Dames dont les beautez et les douces faveurs
Animent aus combats cent et cent serviteurs
Les repaissant d'honneur qui brave les convie
Perdre pour vos beaus yeus et le sang et la vie:
Croyez je vous supply que ces deux Chevaliers
Hommes faits et choisis, bons et vaillans guerriers,
Amoureux de vertu et d'honneur et des armes,
Ensemble ont resolu non par feintes allarmes,
Par soupirs redoublez ou par affection
D'un langage fardé de vaine passion
Acquerir les faveurs d'une belle maistresse.


Mais ils veulent premier que la seule proüesse
Serve de truchement et soit l'avantcoureur
Pour fidelle tesmoin de ce qu'ils ont au coeur,
Jurant devant vos yeux qu'ils n'ont volonté d'estre
Esclaves de l'Amour, sans vous faire parestre
L'effet de leur merite, ou soit à coups de main,
A cheval ou à pié, ou par autre dessain
Qui se peut pratiquer en foule ou en carriere
Deux à deux, seul à seul, ou de lance guerriere
Se choquer brusquement et rompre de droit fil,
Non pas de conquester par un moyen subtil
Comme estre bien en poinct, ou de porter visage
Sous le charme sorcier de quelque doux langage,
La moindre des faveurs que vos rares beautez
Donnent pour recompense à tant de loyautez.
Non, ils ne veulent pas s'allumer de la flame
Qui reschaufe le sang et glisse dedans l'ame
Doucement par les yeux, que devant ne jugez
S'ils meritent cest heur d'estre mis et rangez
Entre ceux que l'Amour et l'honneur favorise.

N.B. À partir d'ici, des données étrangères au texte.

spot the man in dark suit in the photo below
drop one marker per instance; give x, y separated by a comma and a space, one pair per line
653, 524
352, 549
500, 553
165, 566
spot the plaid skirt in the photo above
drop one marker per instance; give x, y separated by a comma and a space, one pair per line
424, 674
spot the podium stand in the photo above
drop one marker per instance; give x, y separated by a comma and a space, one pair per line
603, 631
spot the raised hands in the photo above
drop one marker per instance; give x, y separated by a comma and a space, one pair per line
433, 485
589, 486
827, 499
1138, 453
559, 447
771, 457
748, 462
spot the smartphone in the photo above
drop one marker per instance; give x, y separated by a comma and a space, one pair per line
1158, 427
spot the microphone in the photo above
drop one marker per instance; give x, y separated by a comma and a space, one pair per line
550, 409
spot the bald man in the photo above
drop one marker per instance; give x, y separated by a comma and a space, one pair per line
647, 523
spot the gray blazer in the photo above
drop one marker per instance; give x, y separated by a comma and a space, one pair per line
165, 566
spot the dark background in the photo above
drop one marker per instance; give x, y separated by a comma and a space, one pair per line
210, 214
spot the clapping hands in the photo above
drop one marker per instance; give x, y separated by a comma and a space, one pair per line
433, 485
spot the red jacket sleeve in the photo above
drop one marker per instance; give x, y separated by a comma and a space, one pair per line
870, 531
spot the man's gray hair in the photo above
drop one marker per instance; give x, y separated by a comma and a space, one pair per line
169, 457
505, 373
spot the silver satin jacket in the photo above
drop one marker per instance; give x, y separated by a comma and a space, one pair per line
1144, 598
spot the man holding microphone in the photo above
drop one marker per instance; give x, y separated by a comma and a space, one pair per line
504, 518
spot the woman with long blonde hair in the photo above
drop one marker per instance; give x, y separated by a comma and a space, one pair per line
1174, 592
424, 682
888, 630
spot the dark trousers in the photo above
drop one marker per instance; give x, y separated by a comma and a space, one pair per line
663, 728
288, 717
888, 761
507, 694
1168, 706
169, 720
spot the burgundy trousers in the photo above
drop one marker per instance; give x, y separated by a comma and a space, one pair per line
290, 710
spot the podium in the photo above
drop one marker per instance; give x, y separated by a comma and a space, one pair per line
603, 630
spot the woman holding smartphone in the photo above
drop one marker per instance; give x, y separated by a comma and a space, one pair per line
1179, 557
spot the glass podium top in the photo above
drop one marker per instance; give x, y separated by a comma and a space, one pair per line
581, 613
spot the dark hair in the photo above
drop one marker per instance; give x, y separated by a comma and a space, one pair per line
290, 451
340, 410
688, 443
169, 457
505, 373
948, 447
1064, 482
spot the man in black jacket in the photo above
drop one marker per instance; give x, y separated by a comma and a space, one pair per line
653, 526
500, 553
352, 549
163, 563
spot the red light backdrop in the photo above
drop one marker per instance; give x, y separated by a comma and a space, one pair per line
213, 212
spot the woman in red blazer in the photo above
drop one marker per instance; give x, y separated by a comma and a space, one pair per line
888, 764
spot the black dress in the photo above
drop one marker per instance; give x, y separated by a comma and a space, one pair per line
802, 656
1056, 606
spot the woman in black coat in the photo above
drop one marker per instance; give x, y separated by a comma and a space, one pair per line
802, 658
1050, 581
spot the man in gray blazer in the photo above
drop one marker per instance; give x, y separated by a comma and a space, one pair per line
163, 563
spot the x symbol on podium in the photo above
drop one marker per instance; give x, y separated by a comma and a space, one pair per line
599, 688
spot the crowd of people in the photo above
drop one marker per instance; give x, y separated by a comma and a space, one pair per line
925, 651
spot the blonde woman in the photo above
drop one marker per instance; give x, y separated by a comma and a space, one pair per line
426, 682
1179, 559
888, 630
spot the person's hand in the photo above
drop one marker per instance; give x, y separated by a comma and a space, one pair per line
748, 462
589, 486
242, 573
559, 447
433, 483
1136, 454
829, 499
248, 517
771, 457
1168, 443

Voulant donc mettre à fin ceste belle entreprise
Sont venus en ce lieu pour mieux faire paroir
Et reconnoistre à l'oeil l'effet de leur devoir,
En ce lieu plein d'honneur, en ce lieu venerable,
Lieu comblé de vertu et grace incomparable
De cent rares beautez qui mettroyent en erreur
Un coeur, fust-il de roche ou de metal plus dur:
Et tout ainsi qu'on voit la couleur blanche et nette
Sur toutes apparoistre excellente et parfette:
Ainsi l'affection de nostre loyauté
Est sincere et parfaite en toute pureté.


Doncques si vous voyez que par nostre vaillance
Nous puissions meriter quelque peu d'asseurance
De vous faire service et de nous rendre heureux,
Je sçay que vous avez le coeur si genereux,
Que vous embrasserez de volonté meilleure
L'honneur et la vertu qu'une grandeur malseure,
Qu'une vaine richesse, ou quelque grand thresor:
Car la vertu vaut mieux qu'une montagne d'or.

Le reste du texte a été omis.